Changing the vaccination plan

Inmates have a higher risk of catching COVID-19 and dying or suffering from severe symptoms for several reasons, Lee said. They cannot socially distance themselves inside a prison and share bathrooms and sleeping spaces. They are often low-income people who have had poor or non-existent health care all their lives and more basic illnesses.

  1. Dean Williams, executive director of the Colorado Department of Corrections, acknowledged at a legislative hearing Tuesday that Colorado detainees have a higher risk of contracting COVID-19. But when asked about the department’s opinion on the state’s vaccination plan, department spokeswoman Annie Skinner said in an email that “CDOC staff and inmates will receive the vaccine when it becomes available.” .

Colorado’s current plan is similar to that of 10 other states – Alaska, Arkansas, Florida, Kansas, Michigan, Oregon, South Carolina, South Dakota, Texas and Wisconsin – which does not specifically mention inmates, an analysis by Initiative for prison policy. At least 26 other states have specifically planned to administer vaccines to detainees in the first or second phase of supply. Since December 8, Colorado has had the ninth highest rate of COVID-19 infection in state and federal prison systems, according to The Marshall Project.

The families of the detainees who spoke to The Denver Post had a wide variety of views on when loved ones should be vaccinated. Some feared that vaccination would be forced on loved ones. Others argued that prisoners should be given priority because they cannot practice social distancing. Several said the loved one already had the virus, so the vaccine seemed less pressing than other concerns, such as ensuring that detainees receive enough food.
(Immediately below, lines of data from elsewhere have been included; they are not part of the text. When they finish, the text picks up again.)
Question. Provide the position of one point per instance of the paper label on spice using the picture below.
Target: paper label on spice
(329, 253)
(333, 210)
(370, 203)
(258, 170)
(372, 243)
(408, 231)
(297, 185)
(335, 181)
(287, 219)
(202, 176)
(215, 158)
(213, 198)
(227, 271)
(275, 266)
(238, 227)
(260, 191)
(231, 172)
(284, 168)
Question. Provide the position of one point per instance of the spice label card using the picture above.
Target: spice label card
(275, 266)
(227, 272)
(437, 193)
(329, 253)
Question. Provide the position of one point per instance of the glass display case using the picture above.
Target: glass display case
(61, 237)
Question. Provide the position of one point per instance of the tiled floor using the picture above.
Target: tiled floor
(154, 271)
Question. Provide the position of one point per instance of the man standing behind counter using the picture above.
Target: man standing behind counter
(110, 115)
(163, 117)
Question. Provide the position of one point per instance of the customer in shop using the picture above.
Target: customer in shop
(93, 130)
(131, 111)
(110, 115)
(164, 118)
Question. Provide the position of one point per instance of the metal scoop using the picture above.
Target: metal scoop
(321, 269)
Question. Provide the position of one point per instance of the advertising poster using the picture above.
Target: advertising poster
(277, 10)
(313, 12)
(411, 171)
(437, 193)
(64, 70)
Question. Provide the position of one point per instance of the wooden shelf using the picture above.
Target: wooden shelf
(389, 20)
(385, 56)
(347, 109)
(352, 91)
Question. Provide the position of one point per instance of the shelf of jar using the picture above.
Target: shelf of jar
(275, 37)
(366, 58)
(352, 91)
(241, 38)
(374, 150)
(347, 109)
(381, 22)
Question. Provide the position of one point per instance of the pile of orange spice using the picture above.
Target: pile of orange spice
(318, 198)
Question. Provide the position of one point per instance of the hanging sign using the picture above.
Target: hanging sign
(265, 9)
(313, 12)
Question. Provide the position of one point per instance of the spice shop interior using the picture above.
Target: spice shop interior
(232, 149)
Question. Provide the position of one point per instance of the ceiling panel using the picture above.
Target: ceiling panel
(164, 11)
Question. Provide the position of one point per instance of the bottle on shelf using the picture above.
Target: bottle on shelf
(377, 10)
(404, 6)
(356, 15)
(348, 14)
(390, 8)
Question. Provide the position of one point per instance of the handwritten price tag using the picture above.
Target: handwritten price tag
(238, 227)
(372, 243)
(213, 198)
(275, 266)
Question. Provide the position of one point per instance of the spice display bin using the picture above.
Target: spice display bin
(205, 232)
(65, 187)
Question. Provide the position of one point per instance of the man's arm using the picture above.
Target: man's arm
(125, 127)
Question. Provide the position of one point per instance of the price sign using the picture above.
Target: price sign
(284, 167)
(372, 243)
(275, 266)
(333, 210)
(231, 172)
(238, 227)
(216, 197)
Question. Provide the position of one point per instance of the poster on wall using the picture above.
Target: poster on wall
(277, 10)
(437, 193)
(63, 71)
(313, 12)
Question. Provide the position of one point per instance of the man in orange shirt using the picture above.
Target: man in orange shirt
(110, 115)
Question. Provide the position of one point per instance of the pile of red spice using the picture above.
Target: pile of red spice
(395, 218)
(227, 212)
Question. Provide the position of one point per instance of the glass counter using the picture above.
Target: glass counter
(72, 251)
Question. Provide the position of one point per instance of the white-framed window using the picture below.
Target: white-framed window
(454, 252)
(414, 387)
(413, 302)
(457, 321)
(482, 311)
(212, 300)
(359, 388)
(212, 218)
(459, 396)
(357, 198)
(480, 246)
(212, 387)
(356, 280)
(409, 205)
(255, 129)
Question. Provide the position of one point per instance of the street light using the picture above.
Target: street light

Rachel Ellis, The Denver Post

Jamie Amaral poses for a portrait in her Aurora home on Friday, December 11, 2020. Amaral is a former correctional officer at Sterling Prison who resigned in September.

“Kindergarten meals”

When the detainees were imprisoned in Sterling in the spring, the guards took over the kitchen duties usually performed by the prisoners. Then the food became miserable, Amaral said.

“They literally got a slice of cheese, a slice of bologna, pieces of wet bread, a packet of juice, just things like that,” Amaral said. “The food was not enough to feed a 12-year-old child. I wouldn’t eat it myself. “

The families of several detainees described similar meals, such as a dinner with a tortilla, pieces of bell pepper, an orange and a boiled egg.

“These are grown men, they receive meals in kindergarten,” said Felicia Alvarez, whose 29-year-old son is being held in Sterling.

Skinner, a spokesman for the corrections, acknowledged that prison staff run kitchens when detainees can only say that meals “meet nutritional requirements and are served at appropriate temperatures, in accordance with food safety guidelines.”

Williams said in a hearing Tuesday before the Joint Legislative Budget Committee that extended periods of closure have affected detainees. He congratulated staff on their work during a dangerous pandemic and said there had been no dramatic change in detainees’ behavior due to the changes. He said the prisons are safe, although the situation remains “fragile”.